10. Large groups and broadcast

Architecture

flowchart TD
Client_A(["Client A"])
GW["Edge Gateway
(EC2, WebSocket)"]
MS["Message Service
(Fargate)"]
Hist[("Message Store
(DynamoDB)")]
PQ[("Pending Queues
(DynamoDB)
active members only")]
PullQ[/"Inactive members
pull on connect"/]
RA["Receipt
Aggregator
(Fargate)"]

Client_A --> GW --> MS
MS -->|"write once"| Hist
MS -->|"enqueue active"| PQ
Hist -.->|"on reconnect"| PullQ
MS -.->|"receipts"| RA
RA --> Client_A

Where the chapter 9 design breaks

The fanout-on-write pattern from chapter 9 enqueues one envelope per member. For a group of 256, that’s 256 cheap writes. For a community broadcast list of 100,000, one send fans out to 100,000 queue writes — and a community of active senders multiplies this. A handful of large groups can dominate the entire write load of the queue store.

Receipts get worse. A 100,000-member group where 10% read the message in the first minute means 10,000 READ frames flowing back through the Receipt Service, all targeting the sender’s UI. Even coalesced, that’s a flood.

Cap the fanout, defer the rest

The trick is that not every member is worth a queue write. Most large groups have a long tail of mostly-inactive members who haven’t opened the app in days or weeks. Their pending queue would just hold the message until they reconnect — at which point they’d drain it sequentially anyway.

Split members into active and inactive:

Inactive members catch up on reconnect by reading the shared message history (the canonical write the Message Service already does, partitioned by conversation_id). The client tracks a per-conversation last_seen_message_id and asks: “give me messages in this group since X.” It’s a single partition scan in the message store. No queue write was needed at send time.

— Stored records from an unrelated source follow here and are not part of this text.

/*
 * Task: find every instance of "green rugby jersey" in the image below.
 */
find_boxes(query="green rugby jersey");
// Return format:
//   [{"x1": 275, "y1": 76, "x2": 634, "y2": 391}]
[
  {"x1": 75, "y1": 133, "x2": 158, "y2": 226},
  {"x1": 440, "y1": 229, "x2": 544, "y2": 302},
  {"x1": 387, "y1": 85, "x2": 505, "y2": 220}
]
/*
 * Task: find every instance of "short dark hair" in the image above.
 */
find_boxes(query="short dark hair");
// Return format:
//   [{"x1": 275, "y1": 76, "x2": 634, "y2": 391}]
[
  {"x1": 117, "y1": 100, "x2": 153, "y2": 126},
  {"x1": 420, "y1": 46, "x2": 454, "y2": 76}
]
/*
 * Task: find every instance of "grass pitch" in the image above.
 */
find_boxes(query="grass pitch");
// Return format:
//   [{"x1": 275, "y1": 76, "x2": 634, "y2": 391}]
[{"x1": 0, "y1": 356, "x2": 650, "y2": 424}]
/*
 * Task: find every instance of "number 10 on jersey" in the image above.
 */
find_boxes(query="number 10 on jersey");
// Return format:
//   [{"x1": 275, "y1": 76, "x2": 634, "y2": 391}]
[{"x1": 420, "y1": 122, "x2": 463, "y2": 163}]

This shifts the cost: active members get push delivery, inactive members get pull-on-reconnect. Total work scales with active membership, not total membership.

Receipt aggregation

For large groups, drop per-recipient receipts on the wire and replace them with counts. The Receipt Service still records per-recipient status rows (so “Read by” details work on tap), but what it pushes back to the sender is a periodic aggregate:

STATUS_ROLLUP
  message_id: m_123
  delivered: 42,310
  read: 8,402

Pushed at most every few seconds per group, not per receipt. The sender’s UI shows “8.4K read” and updates as the rollup advances. Tapping “Read by” issues a one-shot read to the per-recipient rows — paid only when the user asks.

Some products (WhatsApp, in fact) just disable per-recipient receipts above a threshold. That’s a valid product decision and falls out cleanly from this architecture: above N members, stop computing the rollup and stop returning per-recipient status entirely.

Broadcast lists

A broadcast list is a different beast: the sender wants to message N people, but each recipient sees it as a 1:1 chat with the sender. There’s no shared conversation. From the system’s perspective it’s pure fanout — N independent 1:1 sends sharing one source frame.

Implementation:

  1. Sender uploads the message body once (and any media once, dedup’d by content hash from chapter 8).
  2. The Message Service iterates the list, minting a distinct message_id per recipient, writing to each recipient’s 1:1 conversation history, and enqueueing per recipient.
  3. From each recipient’s view, it’s an ordinary 1:1 message. No group_id, no member list visible.

The optimisation: the body is materialised once (a content-addressed blob) and referenced by N message rows. For a long broadcast text or a media item, this avoids storing the same body N times.

Hot-sender protection

The other large-group failure mode is a single user sending many messages quickly to a huge group. The gateway already has per-user rate limits (chapter 4), but those are tuned for normal use. For broadcast and large-community senders, layer a per-(sender, group) token bucket on top — enforced at the Message Service before the fanout step. Catches the case where a script sends 100 messages a second to a 100,000-member community and would otherwise generate 10M queue writes per second from one user.

What this looks like to users

For active members, identical to chapter 9. For inactive members, slightly slower catch-up — they pull from history on reconnect instead of finding the messages already queued. For senders to large groups, receipts collapse to a count and individual ticks disappear. All acceptable tradeoffs at the scale where they kick in.